Niestety nawet dobrzy ludzie, sprawiedliwi – a jest ich niemało na świecie i w Polsce – także filosemici, mają zakodowany w wyobraźni obraz Żyda jako małego dziesięcioletniego chłopaka w kaszkiecie, który podnosi ręce na rozkaz gestapowca. Ludzie nie mogą się przyzwyczaić, że po tym wszystkim Żydom też należy się państwo, którego musi bronić armia. Nie mogą się przyzwyczaić do młodego żydowskiego żołnierza, czołgisty. Najokropniejsze lata w życiu Zandmana przypadły na jego młodość. Jako młody chłopak przeżył śmierć swojej rodziny, był świadkiem, jak mordowano jego sąsiadów i całe Grodno. Zrozumiał wtedy, że nam – Żydom – potrzebny jest Izraelczyk czołgista, który broniłby naszego państwa. Gdy patrzę na takich ludzi, myślę sobie: jak wyglądałby świat, Europa i Polska, gdyby nie było Zagłady. Mieliśmy przecież setki, może tysiące takich Fajwlów, obdarzonych energią, intelektem, duchem. Oni zmieniliby świat na lepsze. Ile straciliśmy! Ile stracił świat! Feliks nigdy nie zapomniał o Puchalskich. Był z nimi w kontakcie, zaprosił ich do Izraela. W Jad Waszem rośnie ich drzewko. Książka Zandmana ukazuje się teraz w Polsce. Trzeba podkreślić, że na okupowanych przez Niemców polskich ziemiach hitlerowcy zamordowali prawie 4 miliony Żydów (z ogólnej liczby 6 milionów Żydów zamordowanych w latach 1939 – 1945), w tym ponad 3 miliony Żydów polskich. Prowadzona w Jad Waszem Lista Sprawiedliwych wśród Narodów Świata liczy już ponad 20 tysięcy osób, w tym ponad 6 tysięcy – najwięcej – Polek i Polaków.
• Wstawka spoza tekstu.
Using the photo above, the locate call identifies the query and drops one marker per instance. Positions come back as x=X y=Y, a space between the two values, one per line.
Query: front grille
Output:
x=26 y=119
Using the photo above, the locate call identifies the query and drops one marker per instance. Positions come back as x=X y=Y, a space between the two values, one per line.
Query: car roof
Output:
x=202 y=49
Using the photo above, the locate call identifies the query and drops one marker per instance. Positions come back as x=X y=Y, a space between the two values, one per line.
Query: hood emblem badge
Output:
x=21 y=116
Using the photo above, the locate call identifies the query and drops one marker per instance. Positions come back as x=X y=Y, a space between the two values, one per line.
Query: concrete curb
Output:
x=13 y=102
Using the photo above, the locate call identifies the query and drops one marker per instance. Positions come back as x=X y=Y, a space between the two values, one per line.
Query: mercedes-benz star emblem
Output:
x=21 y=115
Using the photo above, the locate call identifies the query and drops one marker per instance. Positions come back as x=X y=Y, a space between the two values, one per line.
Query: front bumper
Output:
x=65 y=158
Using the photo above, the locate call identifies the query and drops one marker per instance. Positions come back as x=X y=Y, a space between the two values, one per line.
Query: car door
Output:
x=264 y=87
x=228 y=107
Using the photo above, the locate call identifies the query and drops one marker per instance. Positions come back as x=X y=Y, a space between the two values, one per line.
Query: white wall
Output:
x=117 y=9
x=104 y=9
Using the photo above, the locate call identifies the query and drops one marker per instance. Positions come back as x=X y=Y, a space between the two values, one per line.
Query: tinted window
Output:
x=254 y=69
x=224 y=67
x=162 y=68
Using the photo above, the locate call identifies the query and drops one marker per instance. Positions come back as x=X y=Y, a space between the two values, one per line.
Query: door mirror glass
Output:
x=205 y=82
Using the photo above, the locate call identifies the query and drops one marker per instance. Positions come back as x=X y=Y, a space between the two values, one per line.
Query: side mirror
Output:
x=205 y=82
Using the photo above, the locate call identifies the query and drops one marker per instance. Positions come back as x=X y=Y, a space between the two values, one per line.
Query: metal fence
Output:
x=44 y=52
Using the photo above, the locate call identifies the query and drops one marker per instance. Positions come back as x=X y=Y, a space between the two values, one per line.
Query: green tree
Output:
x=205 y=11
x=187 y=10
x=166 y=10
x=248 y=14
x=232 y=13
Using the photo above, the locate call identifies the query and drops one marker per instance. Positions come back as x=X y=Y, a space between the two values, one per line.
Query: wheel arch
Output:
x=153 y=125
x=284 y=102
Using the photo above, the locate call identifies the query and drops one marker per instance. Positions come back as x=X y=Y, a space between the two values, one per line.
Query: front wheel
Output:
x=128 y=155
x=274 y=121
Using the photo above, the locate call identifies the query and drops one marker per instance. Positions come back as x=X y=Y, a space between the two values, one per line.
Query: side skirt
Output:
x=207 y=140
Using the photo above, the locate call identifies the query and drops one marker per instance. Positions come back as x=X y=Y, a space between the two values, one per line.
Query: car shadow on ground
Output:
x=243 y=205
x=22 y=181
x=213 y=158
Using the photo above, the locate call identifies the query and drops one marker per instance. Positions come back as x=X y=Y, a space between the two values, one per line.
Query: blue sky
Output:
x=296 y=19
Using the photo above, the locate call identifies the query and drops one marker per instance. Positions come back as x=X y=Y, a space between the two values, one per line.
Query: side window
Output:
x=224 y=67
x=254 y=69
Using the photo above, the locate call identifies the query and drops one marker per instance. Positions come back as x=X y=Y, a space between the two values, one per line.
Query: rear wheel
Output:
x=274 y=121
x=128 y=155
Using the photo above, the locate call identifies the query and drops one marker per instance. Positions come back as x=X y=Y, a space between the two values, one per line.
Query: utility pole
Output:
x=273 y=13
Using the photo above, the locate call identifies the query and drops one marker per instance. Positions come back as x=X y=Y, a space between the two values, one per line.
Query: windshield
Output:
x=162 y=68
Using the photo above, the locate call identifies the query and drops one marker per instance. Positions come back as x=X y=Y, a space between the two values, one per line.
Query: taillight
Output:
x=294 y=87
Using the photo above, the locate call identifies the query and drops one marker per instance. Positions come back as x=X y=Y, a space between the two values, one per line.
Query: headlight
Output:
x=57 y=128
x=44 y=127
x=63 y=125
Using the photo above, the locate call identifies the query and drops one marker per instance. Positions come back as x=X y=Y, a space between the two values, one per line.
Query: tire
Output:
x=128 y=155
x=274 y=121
Z Feliksem Zandmanem mam dużo wspólnego, łączą nas – jak braci – podobne przeżycia. Ja również – tak jak Feliks Zandman – należę do tych cudów, do małej grupy ocalałych. Mój los jest podobny do jego historii. 7 miesięcy przesiedziałem wewnątrz podwójnej ściany, 20 miesięcy w piwnicy, wiem, co to znaczy wilgoć, wiem, co to znaczy strach.
Wiem również, jak ważna była w takich warunkach pomoc ludzi z zewnątrz. Stosunki między Polakami i Żydami nie zawsze układały się dobrze, ale Żydzi mieszkali na ziemiach Polski prawie 1000 lat. Żyliśmy razem, żyliśmy obok siebie. Sprawiedliwi wśród Narodów Świata będą wiecznym mostem między narodami żydowskim i polskim.
Szewach Weiss
Prezes Instytutu Jad Waszem
były Przewodniczący Knesetu Ambasador Izraela w Polsce w latach 2000 – 2004
Życie Feliksa Zandmana było niezwykłe, a jednocześnie typowe. Jak miliony innych Żydów przeszedł piekło Holokaustu. Jako jeden z nielicznych wyszedł z niego cało. Potem zrobił olśniewającą karierę naukową i biznesową we Francji i w Stanach Zjednoczoncyh, cały czas pozostając patriotą Izraela. Karierę zawdzięcza swym zdolnościom, pracy, a także solidarności tych, którzy przeszli przez Holokaust. Biznes i martyrologia, zysk i ideały, praca i pamięć o wymordowanych – te zzestawienia mogą dziwić polskiego czytelnika. Gdy zdziwienie mija, lepiej rozumiemy emocje Żydów – naszych dawnych, mało znanych sąsiadów, których większość została wymordowana, część wyemigrowała, a niektórzy zrobili olśniewające kariery.